Ale najbardziej uderzającym obrazem na wystawie nie był plakat, ale dwóch autorów siedzących obok siebie w diametralnej opozycji. Pod koniec alejki i akr pustej przestrzeni, Casey Fennessy, której matka Janet i ojciec Daniel biegają Turcja’s Roost Publishing w Indianie usiadł przed wyświetlaczem i czytał „Przez Biblię… dla dzieci”. Pod nimi były dwa obrazy. Jedna, kula, przedstawiała Genesis. Połączona była strzałką z rysunkiem drzewa, pod którym było napisane „Objawienie”. Matka Casey, Janet, jest autorką i ilustratorką bajek biblijnych dla dzieci. „Jesteśmy popularni wśród uczniów szkół domowych” – wyjaśniła Casey, pokazując kolorowankę, którą zrobiła jej matka. „Nałóżcie zbroję, Dzieci Boże”, głosił werset z Efezjan 6:12-17. Pod wersem rycerz czekał na pokolorowanie.

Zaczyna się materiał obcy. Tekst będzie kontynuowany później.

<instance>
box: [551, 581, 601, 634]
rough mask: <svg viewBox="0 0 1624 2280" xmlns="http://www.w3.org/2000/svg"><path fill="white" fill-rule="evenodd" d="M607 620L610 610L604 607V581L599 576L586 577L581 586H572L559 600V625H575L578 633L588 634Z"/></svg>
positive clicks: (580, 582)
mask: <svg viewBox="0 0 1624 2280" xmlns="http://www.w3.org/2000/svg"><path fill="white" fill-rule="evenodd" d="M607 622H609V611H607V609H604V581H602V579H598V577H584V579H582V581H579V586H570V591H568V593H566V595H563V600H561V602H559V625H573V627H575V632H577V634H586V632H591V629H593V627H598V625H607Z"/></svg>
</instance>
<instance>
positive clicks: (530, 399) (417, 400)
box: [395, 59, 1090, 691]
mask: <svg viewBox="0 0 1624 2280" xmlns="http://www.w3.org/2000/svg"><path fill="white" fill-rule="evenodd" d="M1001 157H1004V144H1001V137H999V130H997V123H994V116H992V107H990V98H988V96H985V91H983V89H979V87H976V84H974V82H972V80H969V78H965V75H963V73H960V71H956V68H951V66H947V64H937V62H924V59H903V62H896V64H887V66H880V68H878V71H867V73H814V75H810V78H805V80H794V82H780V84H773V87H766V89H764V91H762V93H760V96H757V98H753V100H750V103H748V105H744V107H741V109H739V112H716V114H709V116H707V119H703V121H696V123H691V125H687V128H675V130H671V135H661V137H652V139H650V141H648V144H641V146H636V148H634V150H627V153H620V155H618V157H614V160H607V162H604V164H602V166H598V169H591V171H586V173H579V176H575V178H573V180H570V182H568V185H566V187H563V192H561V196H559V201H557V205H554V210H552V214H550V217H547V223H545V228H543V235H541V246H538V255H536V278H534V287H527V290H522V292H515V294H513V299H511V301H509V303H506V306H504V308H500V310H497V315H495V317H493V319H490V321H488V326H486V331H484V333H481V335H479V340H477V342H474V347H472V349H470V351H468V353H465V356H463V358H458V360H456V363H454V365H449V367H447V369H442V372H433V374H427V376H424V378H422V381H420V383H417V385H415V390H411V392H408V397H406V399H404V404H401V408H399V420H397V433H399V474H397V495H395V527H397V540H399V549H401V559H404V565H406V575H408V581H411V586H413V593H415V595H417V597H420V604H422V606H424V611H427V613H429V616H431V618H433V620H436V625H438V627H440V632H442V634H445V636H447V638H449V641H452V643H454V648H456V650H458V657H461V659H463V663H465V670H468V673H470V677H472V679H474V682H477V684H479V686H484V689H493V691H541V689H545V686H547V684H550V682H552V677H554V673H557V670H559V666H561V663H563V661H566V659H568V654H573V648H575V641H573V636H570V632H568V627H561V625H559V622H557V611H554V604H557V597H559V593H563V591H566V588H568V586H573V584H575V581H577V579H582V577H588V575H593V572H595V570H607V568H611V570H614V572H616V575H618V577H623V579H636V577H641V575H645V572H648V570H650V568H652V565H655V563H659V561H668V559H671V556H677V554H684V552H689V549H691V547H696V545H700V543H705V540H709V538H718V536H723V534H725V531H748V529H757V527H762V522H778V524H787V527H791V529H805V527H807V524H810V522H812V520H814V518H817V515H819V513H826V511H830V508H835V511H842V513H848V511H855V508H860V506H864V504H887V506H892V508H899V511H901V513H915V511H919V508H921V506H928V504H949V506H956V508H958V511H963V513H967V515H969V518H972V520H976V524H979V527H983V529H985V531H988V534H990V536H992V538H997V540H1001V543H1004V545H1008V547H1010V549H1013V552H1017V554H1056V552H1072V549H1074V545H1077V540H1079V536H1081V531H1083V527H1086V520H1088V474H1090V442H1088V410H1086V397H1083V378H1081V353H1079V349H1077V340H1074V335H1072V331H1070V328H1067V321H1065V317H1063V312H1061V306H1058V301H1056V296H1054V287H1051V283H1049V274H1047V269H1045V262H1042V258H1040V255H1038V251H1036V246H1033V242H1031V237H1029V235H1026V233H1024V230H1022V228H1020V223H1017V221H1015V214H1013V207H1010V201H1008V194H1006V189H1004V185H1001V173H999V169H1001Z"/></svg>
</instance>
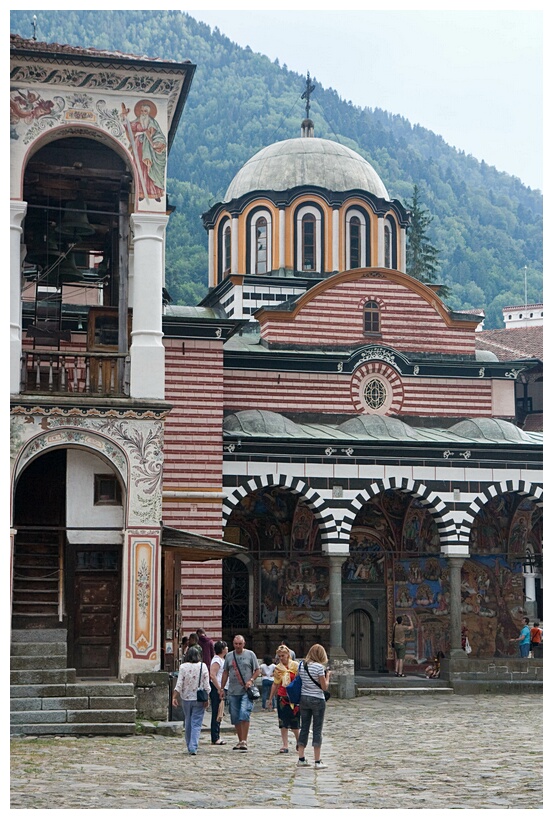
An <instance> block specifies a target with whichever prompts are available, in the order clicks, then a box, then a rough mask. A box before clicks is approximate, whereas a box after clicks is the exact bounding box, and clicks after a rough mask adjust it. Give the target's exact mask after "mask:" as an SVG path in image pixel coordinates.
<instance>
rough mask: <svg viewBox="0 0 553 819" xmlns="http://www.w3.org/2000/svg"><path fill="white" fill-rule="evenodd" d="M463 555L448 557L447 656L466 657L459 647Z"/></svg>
mask: <svg viewBox="0 0 553 819" xmlns="http://www.w3.org/2000/svg"><path fill="white" fill-rule="evenodd" d="M464 562H465V558H464V557H448V566H449V638H450V645H451V647H450V651H449V656H450V657H451V658H452V659H453V658H456V657H466V654H465V652H464V651H463V649H462V648H461V569H462V567H463V563H464Z"/></svg>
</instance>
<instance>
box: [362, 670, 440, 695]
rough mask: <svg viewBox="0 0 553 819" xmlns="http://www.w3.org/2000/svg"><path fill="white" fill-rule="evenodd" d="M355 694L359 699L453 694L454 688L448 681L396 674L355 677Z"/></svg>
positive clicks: (425, 677) (385, 674)
mask: <svg viewBox="0 0 553 819" xmlns="http://www.w3.org/2000/svg"><path fill="white" fill-rule="evenodd" d="M355 692H356V695H357V696H358V697H375V696H384V697H392V696H402V695H403V696H405V695H406V694H409V695H413V694H416V695H417V696H419V695H432V696H446V695H448V694H453V693H454V691H453V688H452V687H451V685H450V684H449V683H448V682H447V681H446V680H441V679H438V680H432V679H430V680H429V679H427V678H426V677H419V676H415V675H413V676H411V675H409V674H408V675H407V676H405V677H396V676H395V674H380V675H379V676H378V677H358V676H356V677H355Z"/></svg>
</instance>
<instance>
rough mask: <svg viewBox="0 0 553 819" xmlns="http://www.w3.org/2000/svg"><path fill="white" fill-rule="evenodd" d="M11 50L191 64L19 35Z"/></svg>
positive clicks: (114, 58)
mask: <svg viewBox="0 0 553 819" xmlns="http://www.w3.org/2000/svg"><path fill="white" fill-rule="evenodd" d="M10 48H11V50H12V52H16V51H36V52H37V53H41V54H44V53H50V54H52V55H54V54H60V55H64V56H66V57H71V56H75V57H89V58H92V59H94V58H95V57H96V58H98V57H100V58H102V59H105V58H111V59H114V60H140V61H141V62H144V61H147V62H151V63H175V65H179V64H182V63H190V60H180V61H179V62H177V61H176V60H162V59H161V58H160V57H146V56H144V55H143V56H139V55H137V54H124V53H123V52H122V51H103V50H101V49H98V48H81V47H79V46H70V45H61V44H60V43H39V42H37V41H36V40H27V39H25V38H24V37H21V36H20V35H19V34H10Z"/></svg>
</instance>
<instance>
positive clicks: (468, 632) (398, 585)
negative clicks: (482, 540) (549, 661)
mask: <svg viewBox="0 0 553 819" xmlns="http://www.w3.org/2000/svg"><path fill="white" fill-rule="evenodd" d="M394 605H395V616H397V615H398V614H403V613H405V614H409V616H410V617H411V619H412V620H413V623H414V625H415V634H414V635H410V637H409V644H408V650H407V655H408V656H407V661H408V662H412V663H415V662H416V663H420V662H425V661H426V660H428V659H429V658H431V657H432V656H435V653H436V651H438V650H441V651H444V653H445V651H446V650H448V649H449V645H450V642H449V641H450V635H449V621H450V589H449V572H448V568H447V560H446V559H445V558H439V557H437V556H436V557H434V556H433V557H425V558H418V559H411V560H401V561H396V562H395V564H394ZM524 614H525V610H524V578H523V575H522V566H521V563H520V561H515V562H512V561H507V560H506V559H505V557H504V556H503V555H486V556H480V555H477V556H473V557H471V559H468V560H465V562H464V564H463V568H462V571H461V616H462V624H463V625H464V626H466V628H467V631H468V635H469V640H470V644H471V647H472V650H473V656H475V657H478V656H480V657H483V656H488V657H493V656H509V655H513V654H514V653H516V647H515V648H514V647H513V645H514V644H513V643H509V640H510V638H512V637H516V636H517V635H518V633H519V630H520V629H519V623H520V617H521V616H523V615H524ZM444 645H445V646H446V648H445V649H444V648H443V646H444ZM430 649H432V650H431V651H430Z"/></svg>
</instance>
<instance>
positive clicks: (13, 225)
mask: <svg viewBox="0 0 553 819" xmlns="http://www.w3.org/2000/svg"><path fill="white" fill-rule="evenodd" d="M26 213H27V203H26V202H23V201H22V200H21V199H12V200H11V202H10V228H17V229H18V230H21V223H22V222H23V219H24V218H25V214H26Z"/></svg>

Niedaleko, przy własnym stole, młoda ilustratorka z Brooklynu o imieniu Estrella Vega z dumą wystawił plakat zatytułowany Drzewo życia. Pani Vega, urodzona we Francji Brooklynite, specjalizuje się w naukowo dokładnych książkach dla dzieci. Jej dorobek obejmuje pięć serii książkowych opisujących epokę paleoziczną i dwuczęściowy flipbook ilustrujący ewolucję od organizmu jednokomórkowego do ptaka.
W miarę upływu dnia pani Fennessy i pani Vega siedziały w odległości plucia, wymieniając szybkie uśmiechy i uprzejmości. Ze swojego stołu pani Fennessy wyrażała podziw dla pracy pani Vegi. „Właściwie mam dyplom z geologii”, powiedziała pani Fennessy, „uwielbiam skamieniałości”. Kiedy naciskano na to, jak praca pani Vegi zgadza się z jej ścisłą wiarą w kreacjonizm, pani Fennessy tylko grzecznie się uśmiechnęła i powiedziała: „Bardzo łatwo”. Pani Vega nie miała jednak jeszcze okazji odwiedzić sąsiadki, blisko jak ona była. „To tylko ja na wystawie”, powiedziała, „więc utknęłam tutaj”.
Ktoś w dziale stoiska miał paskudne poczucie humoru.